Flash EEPROM memory has a number of characteristics which adapt it to use as long term memory. It is light in weight, occupies very little space, and consumes less power than electro-mechanical disk drives. More importantly, it is especially rugged. It will withstand without adverse effects repeated drops each of which would destroy a typical electro-mechanical hard disk drive.
A difficulty with flash EEPROM, however, is that it is very slow to erase. Flash EEPROM is erased by applying a high voltage simultaneously to the source terminals of all of the transistors (cells) used in the memory. Because these source terminals are all connected to one another by metallic busing in the array, the entire array must be erased at once. While an electro-mechanical hard disk will typically store information in a first area of the disk and then rewrite that same area of the disk when the information changes, this is not possible with a flash memory array without erasing all of the valid information that remains in the array along with the invalid (dirty) information.
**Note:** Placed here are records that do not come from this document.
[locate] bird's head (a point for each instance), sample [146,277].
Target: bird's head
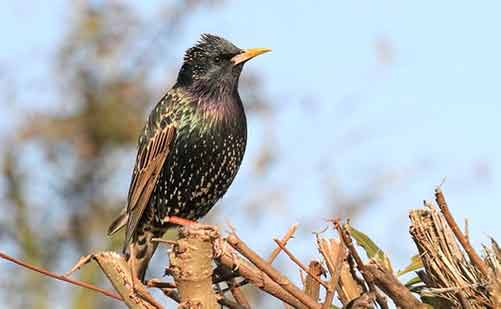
[214,64]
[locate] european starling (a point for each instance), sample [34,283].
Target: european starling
[190,148]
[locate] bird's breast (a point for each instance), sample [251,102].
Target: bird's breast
[200,168]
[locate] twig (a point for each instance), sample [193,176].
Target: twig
[177,220]
[133,293]
[276,276]
[298,262]
[276,251]
[284,240]
[252,274]
[237,294]
[60,277]
[475,259]
[311,286]
[346,237]
[330,249]
[387,282]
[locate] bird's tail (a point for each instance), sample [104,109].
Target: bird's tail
[141,249]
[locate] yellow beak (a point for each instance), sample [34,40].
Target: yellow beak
[249,54]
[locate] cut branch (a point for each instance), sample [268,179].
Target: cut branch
[241,247]
[475,259]
[258,278]
[191,266]
[387,282]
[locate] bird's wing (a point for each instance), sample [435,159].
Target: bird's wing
[150,160]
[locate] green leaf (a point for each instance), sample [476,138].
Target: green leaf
[370,247]
[415,264]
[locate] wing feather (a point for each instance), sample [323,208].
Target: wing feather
[149,163]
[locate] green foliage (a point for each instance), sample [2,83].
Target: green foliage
[415,264]
[370,247]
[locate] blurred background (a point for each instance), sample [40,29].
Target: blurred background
[359,111]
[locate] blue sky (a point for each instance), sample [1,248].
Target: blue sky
[433,112]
Because of this, a different arrangement is used for erasing dirty sectors of a flash EEPROM array. Such an arrangement is disclosed in detail in U.S. patent application Ser. No. 969,463, entitled Method and Circuitry for A Solid State Memory Disk, S. Wells, filed on even date herewith, and assigned to the assignee of the present invention. First, the entire array is divided into smaller separately erasable blocks so that when a block is erased the amount of valid data which must be reprogrammed is reduced. Typically, the array is composed of a number of silicon chips; and each such chip includes a number of such blocks. Then, when the information at a data entry changes, the changed information is written to a new sector on an available block rather than written over the old data; and the old data is marked dirty. When erasure occurs, all of the valid data in the block to be erased is written to a new block; and then the dirty block is erased and put back into use as a clean block of memory. Because of this involved erasure process, it typically takes as much as two seconds to erase a flash EEPROM array. However, because erasure need not occur with each entry which is rewritten, erasure may be delayed until a block contains a sufficient amount of dirty information that cleanup is feasible. This reduces the number of erasure operations to a minimum and allows erasure to occur in the background when the facilities for controlling the array are not otherwise occupied with reading and writing.
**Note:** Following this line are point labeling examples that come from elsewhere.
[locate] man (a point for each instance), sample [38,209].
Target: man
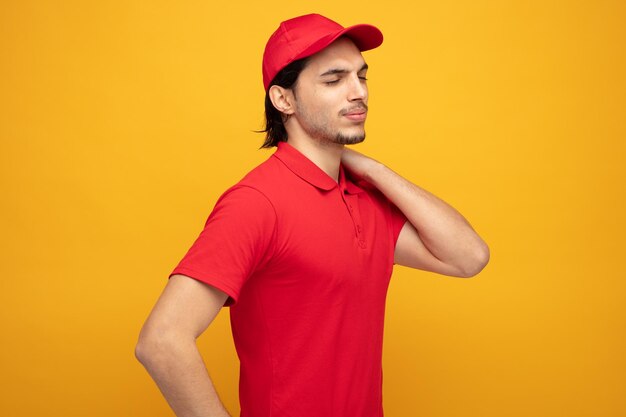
[303,247]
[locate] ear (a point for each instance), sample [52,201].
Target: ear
[282,99]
Because erasure takes so long, provision is made for suspending the erasure so that data may be read from a block in a silicon chip being erased. Write operations to the blocks of a chip of the array being erased are not allowed, however, because the circuitry which accomplishes the write operation is occupied with the erase process.
It is however, possible to write changed data to blocks on chips other than the chip containing the block being erased. The arrangement for writing simply finds unused space in the array and writes to that space. This is possible because the addressing scheme used treats the address as a logical address and records that logical address along with the physical address in a lookup table in random access memory associated with the control circuitry. The writing of data requires, however, that when updated data is rewritten to a new physical address, the lookup table entry be updated and the old entry in flash memory be marked as invalid (dirty). The old entry must be so marked because the RAM lookup table is destroyed when power is removed, and the entries in the flash EEPROM memory are reviewed to provide the data to reconstruct the lookup table each time power is applied. Normally, this causes no problem. However, if data being changed is stored in a block on a chip which is presently being erased, then the data cannot be marked as invalid during the erase process (even during a suspend) as this requires a write operation to a chip being erased. Consequently, the marking cannot be accomplished until the erase process has been completed.
If power is removed during this period, two entries will exist on power up without a method of distinguishing which is valid and which is invalid.